AI UK Conf - Day 2
Late start
Back again for Day 2, right next to the glorious Westminster Abbey
PitchFest
Researchers (enrichment students) have 90 seconds to pitch their projects and highlighting its real-world impacts, creativity and innovation. They will be judged.
We are really trying to get the crowd excited but it’s a tough morning
Pitches
- A wearable robot tail to support lifting tasks, using AI reinforcement learning to adapt to the body
- Using language models to write code without errors generate code, explains what is wrong, fix the errors
- What’s in the box? - XAI describing what rules determine AI models, highlighting auditability and traceability
- WINNER: Why facts don’t change minds - belief networks reinforce bad ideas. Use NLP to work out the underlying structure of the belief network to show how irrational beliefs can have rational origins Trisevgeni Papakonstantinou
- Tweeting away hate - how to respond to hate on social media
- Volcano defence - slow and manual to check rock crystals using AI to analyse
Stalls
11:00
Autonomous Cyber Defense
14:35
What happens when cyberattacks exceed the capacity for humans to respond? Deep Reinforcement Learning is the major tool for cyber security.
CAGE challenge
It’s been mainly simulated and not rolled out to real systems or constrained problem space.

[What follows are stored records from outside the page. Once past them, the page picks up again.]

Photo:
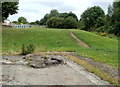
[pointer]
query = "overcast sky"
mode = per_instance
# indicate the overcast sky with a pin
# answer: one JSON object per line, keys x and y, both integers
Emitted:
{"x": 36, "y": 9}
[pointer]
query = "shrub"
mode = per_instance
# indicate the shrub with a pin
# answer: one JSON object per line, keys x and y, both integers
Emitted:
{"x": 70, "y": 23}
{"x": 55, "y": 22}
{"x": 27, "y": 49}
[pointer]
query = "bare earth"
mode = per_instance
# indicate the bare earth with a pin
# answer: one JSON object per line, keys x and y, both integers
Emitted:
{"x": 68, "y": 73}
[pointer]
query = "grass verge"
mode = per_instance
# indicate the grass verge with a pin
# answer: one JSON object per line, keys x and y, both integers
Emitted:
{"x": 92, "y": 69}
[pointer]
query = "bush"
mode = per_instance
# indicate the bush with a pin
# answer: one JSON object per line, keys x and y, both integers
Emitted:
{"x": 27, "y": 49}
{"x": 57, "y": 22}
{"x": 70, "y": 23}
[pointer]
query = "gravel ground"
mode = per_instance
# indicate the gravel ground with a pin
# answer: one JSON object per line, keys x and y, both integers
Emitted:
{"x": 68, "y": 73}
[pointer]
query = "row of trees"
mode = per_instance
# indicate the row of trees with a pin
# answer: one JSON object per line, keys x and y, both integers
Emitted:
{"x": 92, "y": 19}
{"x": 59, "y": 20}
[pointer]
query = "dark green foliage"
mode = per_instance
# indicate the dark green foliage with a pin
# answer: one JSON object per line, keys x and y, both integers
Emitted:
{"x": 15, "y": 22}
{"x": 44, "y": 20}
{"x": 70, "y": 23}
{"x": 27, "y": 49}
{"x": 57, "y": 22}
{"x": 22, "y": 20}
{"x": 114, "y": 19}
{"x": 33, "y": 23}
{"x": 9, "y": 8}
{"x": 55, "y": 13}
{"x": 37, "y": 22}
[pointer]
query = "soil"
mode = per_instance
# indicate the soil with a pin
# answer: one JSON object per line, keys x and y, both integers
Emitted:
{"x": 15, "y": 71}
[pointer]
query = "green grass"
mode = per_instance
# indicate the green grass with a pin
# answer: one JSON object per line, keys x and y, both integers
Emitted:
{"x": 102, "y": 49}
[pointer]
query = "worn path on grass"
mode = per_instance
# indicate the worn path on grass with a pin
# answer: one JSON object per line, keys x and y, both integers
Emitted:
{"x": 69, "y": 73}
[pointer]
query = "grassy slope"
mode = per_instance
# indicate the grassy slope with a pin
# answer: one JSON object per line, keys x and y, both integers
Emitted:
{"x": 102, "y": 49}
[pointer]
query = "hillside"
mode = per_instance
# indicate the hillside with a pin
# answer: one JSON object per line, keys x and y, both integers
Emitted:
{"x": 102, "y": 49}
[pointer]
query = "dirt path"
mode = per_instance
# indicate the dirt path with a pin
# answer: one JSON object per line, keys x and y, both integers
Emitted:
{"x": 68, "y": 73}
{"x": 79, "y": 41}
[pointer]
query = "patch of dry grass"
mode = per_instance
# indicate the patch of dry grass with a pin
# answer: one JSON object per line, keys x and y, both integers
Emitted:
{"x": 97, "y": 71}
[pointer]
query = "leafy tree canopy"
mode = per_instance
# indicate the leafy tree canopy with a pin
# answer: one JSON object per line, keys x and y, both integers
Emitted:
{"x": 22, "y": 20}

This particular lab is looking to find real attackers on real systems. Having more complex agents.
Using AI to find vulnerabilities in systems before humans do.
Purple Llama
AIxCC
How do humans oversee a system that runs faster than them?

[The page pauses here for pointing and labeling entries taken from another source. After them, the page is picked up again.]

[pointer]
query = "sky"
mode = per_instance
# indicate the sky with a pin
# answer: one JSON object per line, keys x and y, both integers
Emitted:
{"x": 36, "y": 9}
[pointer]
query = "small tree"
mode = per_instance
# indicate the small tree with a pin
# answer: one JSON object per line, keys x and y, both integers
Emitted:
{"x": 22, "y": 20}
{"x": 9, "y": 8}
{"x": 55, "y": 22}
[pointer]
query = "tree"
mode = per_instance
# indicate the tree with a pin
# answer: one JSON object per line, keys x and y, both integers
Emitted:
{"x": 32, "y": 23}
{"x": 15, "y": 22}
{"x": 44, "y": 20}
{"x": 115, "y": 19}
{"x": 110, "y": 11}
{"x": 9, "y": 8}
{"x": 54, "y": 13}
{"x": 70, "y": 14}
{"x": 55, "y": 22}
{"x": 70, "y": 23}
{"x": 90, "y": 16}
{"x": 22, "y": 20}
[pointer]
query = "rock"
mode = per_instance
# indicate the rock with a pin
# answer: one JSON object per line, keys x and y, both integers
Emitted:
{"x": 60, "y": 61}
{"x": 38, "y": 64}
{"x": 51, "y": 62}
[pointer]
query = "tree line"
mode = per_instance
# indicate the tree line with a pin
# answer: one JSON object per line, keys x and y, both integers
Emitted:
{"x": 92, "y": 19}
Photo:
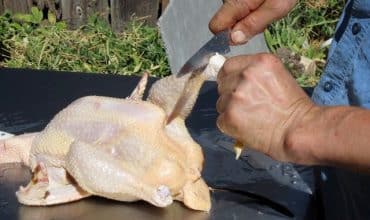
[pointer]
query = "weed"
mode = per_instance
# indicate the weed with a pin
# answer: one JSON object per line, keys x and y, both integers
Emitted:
{"x": 304, "y": 30}
{"x": 94, "y": 47}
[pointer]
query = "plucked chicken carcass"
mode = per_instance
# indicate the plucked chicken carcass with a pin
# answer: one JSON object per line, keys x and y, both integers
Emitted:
{"x": 122, "y": 149}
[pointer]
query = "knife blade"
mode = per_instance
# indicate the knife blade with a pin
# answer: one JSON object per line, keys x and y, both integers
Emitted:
{"x": 219, "y": 43}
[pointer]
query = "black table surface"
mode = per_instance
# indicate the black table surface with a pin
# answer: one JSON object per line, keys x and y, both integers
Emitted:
{"x": 29, "y": 99}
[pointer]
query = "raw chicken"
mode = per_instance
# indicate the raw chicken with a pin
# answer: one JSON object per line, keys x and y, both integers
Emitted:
{"x": 121, "y": 149}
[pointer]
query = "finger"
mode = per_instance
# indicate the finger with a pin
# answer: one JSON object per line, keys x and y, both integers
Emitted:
{"x": 221, "y": 123}
{"x": 231, "y": 12}
{"x": 234, "y": 66}
{"x": 257, "y": 21}
{"x": 222, "y": 103}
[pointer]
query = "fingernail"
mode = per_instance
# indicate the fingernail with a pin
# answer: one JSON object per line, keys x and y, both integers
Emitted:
{"x": 239, "y": 37}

How can we stop them being used against us?
Lots of questions around policy issues
Questions: How do you counteract bad actors? It’s already an arms race
Good to use lots of small models instead of a generalised model.

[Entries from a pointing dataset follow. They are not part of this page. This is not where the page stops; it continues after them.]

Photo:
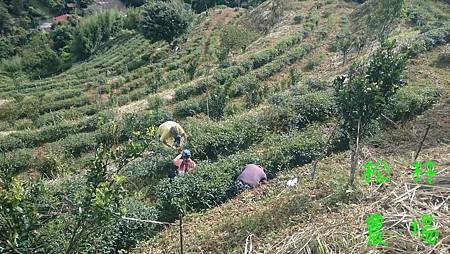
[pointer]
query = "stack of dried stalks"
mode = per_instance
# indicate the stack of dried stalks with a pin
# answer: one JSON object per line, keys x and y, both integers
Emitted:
{"x": 399, "y": 201}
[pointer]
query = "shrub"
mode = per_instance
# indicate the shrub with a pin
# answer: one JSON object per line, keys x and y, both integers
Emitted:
{"x": 140, "y": 122}
{"x": 411, "y": 101}
{"x": 127, "y": 233}
{"x": 298, "y": 19}
{"x": 236, "y": 38}
{"x": 296, "y": 111}
{"x": 92, "y": 32}
{"x": 316, "y": 85}
{"x": 212, "y": 183}
{"x": 16, "y": 161}
{"x": 311, "y": 64}
{"x": 443, "y": 60}
{"x": 197, "y": 88}
{"x": 75, "y": 144}
{"x": 164, "y": 20}
{"x": 45, "y": 134}
{"x": 187, "y": 108}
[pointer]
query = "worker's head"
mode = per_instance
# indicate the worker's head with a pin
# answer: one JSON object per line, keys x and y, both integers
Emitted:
{"x": 176, "y": 136}
{"x": 186, "y": 154}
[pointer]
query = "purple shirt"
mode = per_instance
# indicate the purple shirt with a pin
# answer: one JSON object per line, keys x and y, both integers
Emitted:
{"x": 252, "y": 175}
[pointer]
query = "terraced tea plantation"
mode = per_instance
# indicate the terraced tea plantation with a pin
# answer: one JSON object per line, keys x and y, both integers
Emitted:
{"x": 79, "y": 151}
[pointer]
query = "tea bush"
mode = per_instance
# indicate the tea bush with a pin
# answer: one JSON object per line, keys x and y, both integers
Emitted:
{"x": 212, "y": 183}
{"x": 197, "y": 88}
{"x": 411, "y": 101}
{"x": 296, "y": 111}
{"x": 16, "y": 161}
{"x": 45, "y": 134}
{"x": 187, "y": 108}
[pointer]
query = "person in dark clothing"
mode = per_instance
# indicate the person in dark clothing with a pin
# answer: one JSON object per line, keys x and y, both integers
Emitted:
{"x": 251, "y": 176}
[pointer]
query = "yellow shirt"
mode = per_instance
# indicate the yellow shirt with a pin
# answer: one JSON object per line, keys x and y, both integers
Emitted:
{"x": 165, "y": 134}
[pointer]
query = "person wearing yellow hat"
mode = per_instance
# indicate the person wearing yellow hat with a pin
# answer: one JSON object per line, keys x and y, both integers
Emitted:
{"x": 171, "y": 134}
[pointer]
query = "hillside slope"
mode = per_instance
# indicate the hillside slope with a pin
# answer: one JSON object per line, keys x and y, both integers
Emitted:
{"x": 319, "y": 216}
{"x": 269, "y": 101}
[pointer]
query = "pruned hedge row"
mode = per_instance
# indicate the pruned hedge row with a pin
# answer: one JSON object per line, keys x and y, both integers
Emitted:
{"x": 249, "y": 84}
{"x": 241, "y": 67}
{"x": 427, "y": 41}
{"x": 212, "y": 183}
{"x": 65, "y": 115}
{"x": 209, "y": 139}
{"x": 184, "y": 92}
{"x": 17, "y": 161}
{"x": 45, "y": 134}
{"x": 410, "y": 101}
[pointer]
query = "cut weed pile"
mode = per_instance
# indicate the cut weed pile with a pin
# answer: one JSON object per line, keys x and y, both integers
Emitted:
{"x": 324, "y": 216}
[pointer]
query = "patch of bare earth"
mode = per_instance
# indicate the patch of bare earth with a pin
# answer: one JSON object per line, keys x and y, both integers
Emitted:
{"x": 133, "y": 107}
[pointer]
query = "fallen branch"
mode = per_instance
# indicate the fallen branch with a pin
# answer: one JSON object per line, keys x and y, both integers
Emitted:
{"x": 150, "y": 221}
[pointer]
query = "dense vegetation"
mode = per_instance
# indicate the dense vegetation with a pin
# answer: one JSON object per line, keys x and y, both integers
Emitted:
{"x": 77, "y": 107}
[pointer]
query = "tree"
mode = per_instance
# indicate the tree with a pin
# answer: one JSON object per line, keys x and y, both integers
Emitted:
{"x": 92, "y": 32}
{"x": 165, "y": 20}
{"x": 5, "y": 20}
{"x": 61, "y": 35}
{"x": 365, "y": 96}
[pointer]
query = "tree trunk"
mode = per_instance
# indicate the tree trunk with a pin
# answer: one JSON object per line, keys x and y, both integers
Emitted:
{"x": 354, "y": 158}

DRT how have you defined a reward function in cyber defence? Less concerned about reward and more on real world systems as opposed to simulated. Easy to emulate lots of issues in a simulated env.
AI and the battlefield of the future
15:00
Military is looking at AI and it crosses every aspect.
Only 40% of mil are available for deployment at any one time.
Lots of mil assets ready to be deployed but just waiting and need lot’s of maintenance. Could be an AI problem
AI Logistics - interoperability is tough. Buying the right tech is hard.
Weapons review process for new weapons on the ethics of use.
Digital Twins for the Environment
Digital replica of a system for forecasting. Difference between that and a simulator? Digital twin can be used by many users and can be continuously updated.
Most people believe that you need AI to create a digital twin. It needs real time infusion of data, be accessible to all types of users, highly complex.
Optimising observing systems.
Digital twin is the intersection of modelling and monitoring. As a specialised user you can use a digital twin without having the expertise of various systems/disciplines
Oceanographic institute made a model of a protected area.
NASA is looking at many prototypes for coastal zones, wildfires. It is also support projects in symbolic AI as they fit the problem space nicely.
NASA is still investing in the infra needed for earth science and AI.
Challenges
How do we communicate these complex ideas to people? We need to find tools to visualise these ideas to decision makers.
We would like to use digital twins to predict extreme events.
Big uncertainty in digital AI systems.
Interoperability should be a requirement for digital twins.
Questions
We want to be confident about a problem we don’t know about.
We can expect users to be reasonably smart around uncertainty i.e. weather forecasts how do we make users act the same way with digital twins.
Twins are realtime and hard to use with AI or really simple but can run 1000x realtime
Skills to be in a digital twin team needs to be multidisciplinary. Social science, health, hard sciences, essentially mirroring the class of users.
Call out to AI people to solve environmental systems.
Components can be built for digital twins.